Switch DNS providers
Your ISP's DNS server logs every domain you look up. Switching to a privacy-focused DNS provider (Cloudflare 1.1.1.1, Quad9, NextDNS) hides domain lookups from your ISP. This doesn't hide which IPs you connect to, but it removes one major data point. See our upcoming DNS server guide for setup instructions.
Use HTTPS-only mode
This doesn't hide which sites you visit, but it does prevent your ISP from seeing the content. Most browsers now offer an "HTTPS-only" mode that refuses to connect to unencrypted sites. In Chrome, Firefox, and Edge it's in the security/privacy settings.
Reality check: No single tool makes you fully invisible. Your ISP always knows you exist and that you're paying for internet. The realistic goal is reducing what they can collect and monetize about your specific browsing — not becoming a digital ghost.
Frequently asked questions
What is an ISP?
An ISP (Internet Service Provider) is the company that connects your home, office, or mobile device to the internet. Examples include Comcast, AT&T, Verizon, Spectrum, and T-Mobile in the US. Your ISP assigns your public IP address, routes your traffic, and can see every website you visit unless you use encryption like HTTPS or a VPN.
How do I find my ISP?
The easiest way is to visit scanmyipaddress.com — your ISP name is displayed automatically with your IP information. You can also check your bill, look at your modem/router for branding, or call the number on the device label.
Can my ISP see what I do online?
Yes, partially. Your ISP can see every domain you connect to (like google.com), how long you spend there, and how much data you use.

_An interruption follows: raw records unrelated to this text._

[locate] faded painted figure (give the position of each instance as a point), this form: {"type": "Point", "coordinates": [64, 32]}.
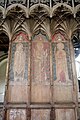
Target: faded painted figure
{"type": "Point", "coordinates": [19, 63]}
{"type": "Point", "coordinates": [61, 63]}
{"type": "Point", "coordinates": [41, 59]}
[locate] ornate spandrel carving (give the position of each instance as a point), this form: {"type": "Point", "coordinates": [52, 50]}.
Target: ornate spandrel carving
{"type": "Point", "coordinates": [33, 2]}
{"type": "Point", "coordinates": [46, 2]}
{"type": "Point", "coordinates": [61, 60]}
{"type": "Point", "coordinates": [69, 2]}
{"type": "Point", "coordinates": [17, 114]}
{"type": "Point", "coordinates": [19, 60]}
{"type": "Point", "coordinates": [40, 61]}
{"type": "Point", "coordinates": [40, 114]}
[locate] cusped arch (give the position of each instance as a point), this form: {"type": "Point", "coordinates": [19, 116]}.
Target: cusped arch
{"type": "Point", "coordinates": [77, 8]}
{"type": "Point", "coordinates": [61, 33]}
{"type": "Point", "coordinates": [70, 9]}
{"type": "Point", "coordinates": [20, 32]}
{"type": "Point", "coordinates": [45, 7]}
{"type": "Point", "coordinates": [40, 34]}
{"type": "Point", "coordinates": [2, 10]}
{"type": "Point", "coordinates": [25, 9]}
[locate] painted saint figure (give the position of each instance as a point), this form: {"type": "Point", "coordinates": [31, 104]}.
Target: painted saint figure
{"type": "Point", "coordinates": [40, 60]}
{"type": "Point", "coordinates": [61, 63]}
{"type": "Point", "coordinates": [19, 62]}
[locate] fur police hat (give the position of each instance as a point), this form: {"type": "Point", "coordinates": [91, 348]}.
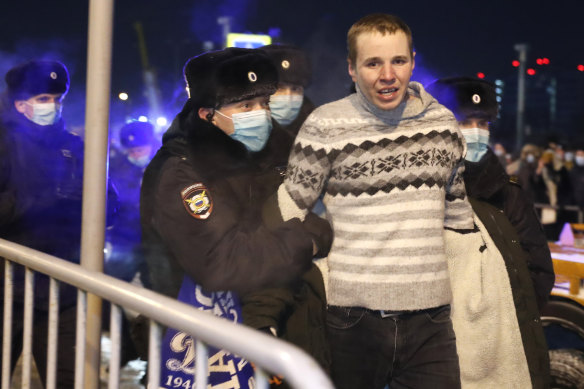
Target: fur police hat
{"type": "Point", "coordinates": [136, 134]}
{"type": "Point", "coordinates": [292, 63]}
{"type": "Point", "coordinates": [36, 77]}
{"type": "Point", "coordinates": [230, 75]}
{"type": "Point", "coordinates": [466, 97]}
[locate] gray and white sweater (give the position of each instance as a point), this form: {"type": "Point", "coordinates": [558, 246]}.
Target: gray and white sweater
{"type": "Point", "coordinates": [391, 180]}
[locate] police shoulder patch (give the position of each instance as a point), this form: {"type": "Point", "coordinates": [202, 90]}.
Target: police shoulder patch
{"type": "Point", "coordinates": [197, 201]}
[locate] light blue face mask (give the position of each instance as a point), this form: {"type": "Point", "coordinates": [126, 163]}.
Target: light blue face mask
{"type": "Point", "coordinates": [477, 141]}
{"type": "Point", "coordinates": [139, 161]}
{"type": "Point", "coordinates": [285, 108]}
{"type": "Point", "coordinates": [251, 128]}
{"type": "Point", "coordinates": [45, 114]}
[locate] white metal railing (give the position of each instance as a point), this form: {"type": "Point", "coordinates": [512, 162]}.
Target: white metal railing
{"type": "Point", "coordinates": [270, 353]}
{"type": "Point", "coordinates": [571, 208]}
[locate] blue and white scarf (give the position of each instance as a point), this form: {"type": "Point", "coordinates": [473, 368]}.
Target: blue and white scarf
{"type": "Point", "coordinates": [226, 370]}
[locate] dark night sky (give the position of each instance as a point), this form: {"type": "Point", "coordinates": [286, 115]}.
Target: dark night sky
{"type": "Point", "coordinates": [450, 37]}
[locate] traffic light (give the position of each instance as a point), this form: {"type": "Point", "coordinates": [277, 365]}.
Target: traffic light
{"type": "Point", "coordinates": [499, 85]}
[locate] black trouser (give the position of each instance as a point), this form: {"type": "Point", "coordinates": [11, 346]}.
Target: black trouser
{"type": "Point", "coordinates": [370, 349]}
{"type": "Point", "coordinates": [40, 338]}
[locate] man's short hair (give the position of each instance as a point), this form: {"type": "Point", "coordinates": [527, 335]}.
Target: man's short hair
{"type": "Point", "coordinates": [382, 23]}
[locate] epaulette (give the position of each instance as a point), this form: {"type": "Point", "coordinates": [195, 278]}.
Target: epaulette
{"type": "Point", "coordinates": [514, 180]}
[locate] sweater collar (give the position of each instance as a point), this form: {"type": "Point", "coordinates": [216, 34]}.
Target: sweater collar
{"type": "Point", "coordinates": [416, 102]}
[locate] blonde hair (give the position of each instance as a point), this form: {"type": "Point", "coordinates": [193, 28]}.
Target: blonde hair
{"type": "Point", "coordinates": [382, 23]}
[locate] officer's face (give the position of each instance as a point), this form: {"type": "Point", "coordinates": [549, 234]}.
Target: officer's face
{"type": "Point", "coordinates": [383, 68]}
{"type": "Point", "coordinates": [139, 151]}
{"type": "Point", "coordinates": [226, 123]}
{"type": "Point", "coordinates": [25, 107]}
{"type": "Point", "coordinates": [289, 89]}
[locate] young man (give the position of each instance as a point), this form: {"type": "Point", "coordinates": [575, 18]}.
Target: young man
{"type": "Point", "coordinates": [388, 160]}
{"type": "Point", "coordinates": [201, 206]}
{"type": "Point", "coordinates": [497, 289]}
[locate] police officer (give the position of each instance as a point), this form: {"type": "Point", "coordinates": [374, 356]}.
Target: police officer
{"type": "Point", "coordinates": [289, 104]}
{"type": "Point", "coordinates": [511, 222]}
{"type": "Point", "coordinates": [203, 194]}
{"type": "Point", "coordinates": [138, 146]}
{"type": "Point", "coordinates": [41, 169]}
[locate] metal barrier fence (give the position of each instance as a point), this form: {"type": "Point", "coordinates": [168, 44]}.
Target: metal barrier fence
{"type": "Point", "coordinates": [270, 353]}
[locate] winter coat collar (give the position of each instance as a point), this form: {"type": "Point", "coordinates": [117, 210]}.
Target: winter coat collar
{"type": "Point", "coordinates": [485, 178]}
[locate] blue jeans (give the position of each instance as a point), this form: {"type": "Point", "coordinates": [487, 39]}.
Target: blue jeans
{"type": "Point", "coordinates": [412, 349]}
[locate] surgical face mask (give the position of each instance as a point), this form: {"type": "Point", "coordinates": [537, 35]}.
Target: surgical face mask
{"type": "Point", "coordinates": [569, 156]}
{"type": "Point", "coordinates": [45, 114]}
{"type": "Point", "coordinates": [139, 161]}
{"type": "Point", "coordinates": [251, 128]}
{"type": "Point", "coordinates": [285, 108]}
{"type": "Point", "coordinates": [477, 141]}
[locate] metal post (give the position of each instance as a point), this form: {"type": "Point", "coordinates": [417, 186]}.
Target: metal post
{"type": "Point", "coordinates": [553, 91]}
{"type": "Point", "coordinates": [522, 49]}
{"type": "Point", "coordinates": [95, 168]}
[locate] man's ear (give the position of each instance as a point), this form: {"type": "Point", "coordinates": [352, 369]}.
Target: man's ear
{"type": "Point", "coordinates": [205, 112]}
{"type": "Point", "coordinates": [352, 70]}
{"type": "Point", "coordinates": [20, 106]}
{"type": "Point", "coordinates": [413, 60]}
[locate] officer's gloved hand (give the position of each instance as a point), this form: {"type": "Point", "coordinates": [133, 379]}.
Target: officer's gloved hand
{"type": "Point", "coordinates": [321, 232]}
{"type": "Point", "coordinates": [70, 190]}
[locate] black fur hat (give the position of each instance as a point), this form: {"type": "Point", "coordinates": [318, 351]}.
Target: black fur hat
{"type": "Point", "coordinates": [36, 77]}
{"type": "Point", "coordinates": [226, 76]}
{"type": "Point", "coordinates": [292, 63]}
{"type": "Point", "coordinates": [136, 134]}
{"type": "Point", "coordinates": [466, 97]}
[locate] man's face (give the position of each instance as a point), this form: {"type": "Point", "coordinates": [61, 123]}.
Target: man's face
{"type": "Point", "coordinates": [383, 68]}
{"type": "Point", "coordinates": [226, 123]}
{"type": "Point", "coordinates": [289, 89]}
{"type": "Point", "coordinates": [25, 107]}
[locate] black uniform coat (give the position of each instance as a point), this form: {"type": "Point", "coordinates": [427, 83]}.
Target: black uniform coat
{"type": "Point", "coordinates": [486, 180]}
{"type": "Point", "coordinates": [499, 204]}
{"type": "Point", "coordinates": [40, 195]}
{"type": "Point", "coordinates": [230, 247]}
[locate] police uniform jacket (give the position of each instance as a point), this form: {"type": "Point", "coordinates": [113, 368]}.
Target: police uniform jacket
{"type": "Point", "coordinates": [40, 194]}
{"type": "Point", "coordinates": [511, 222]}
{"type": "Point", "coordinates": [487, 180]}
{"type": "Point", "coordinates": [201, 213]}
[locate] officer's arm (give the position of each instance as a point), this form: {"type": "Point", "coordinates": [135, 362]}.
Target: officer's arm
{"type": "Point", "coordinates": [210, 237]}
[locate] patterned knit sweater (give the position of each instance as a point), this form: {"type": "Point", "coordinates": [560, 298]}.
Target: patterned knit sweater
{"type": "Point", "coordinates": [391, 181]}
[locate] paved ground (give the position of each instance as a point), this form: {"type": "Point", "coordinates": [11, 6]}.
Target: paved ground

They generally cannot see the specific pages you view or content you type on HTTPS-secured sites — just that you visited that domain.
Do ISPs sell my browsing data?
In the United States, ISPs are legally allowed to sell anonymized browsing data and many do. In the EU, GDPR prohibits this without explicit consent. To prevent your ISP from seeing your browsing, use a VPN — it encrypts your traffic so your ISP only sees that you're connected to the VPN server.
Can my ISP block websites?
Yes, technically. ISPs can block specific domains or IPs. In the US, this rarely happens for typical sites. In some countries, ISPs are required by law to block certain content (government censorship). VPNs can usually bypass these blocks.
Why does my ISP throttle my internet?
Some ISPs deliberately slow down specific types of traffic during peak hours (streaming, torrenting). This is called "throttling." A VPN can prevent throttling because your ISP can't tell what type of traffic is flowing through the VPN tunnel.
What's the difference between an ISP and a website host?
An ISP connects you (the user) to the internet. A website host (like AWS, Cloudflare, GoDaddy) stores and serves websites. They're different layers — one connects you to the internet, the other holds the content you access through that connection.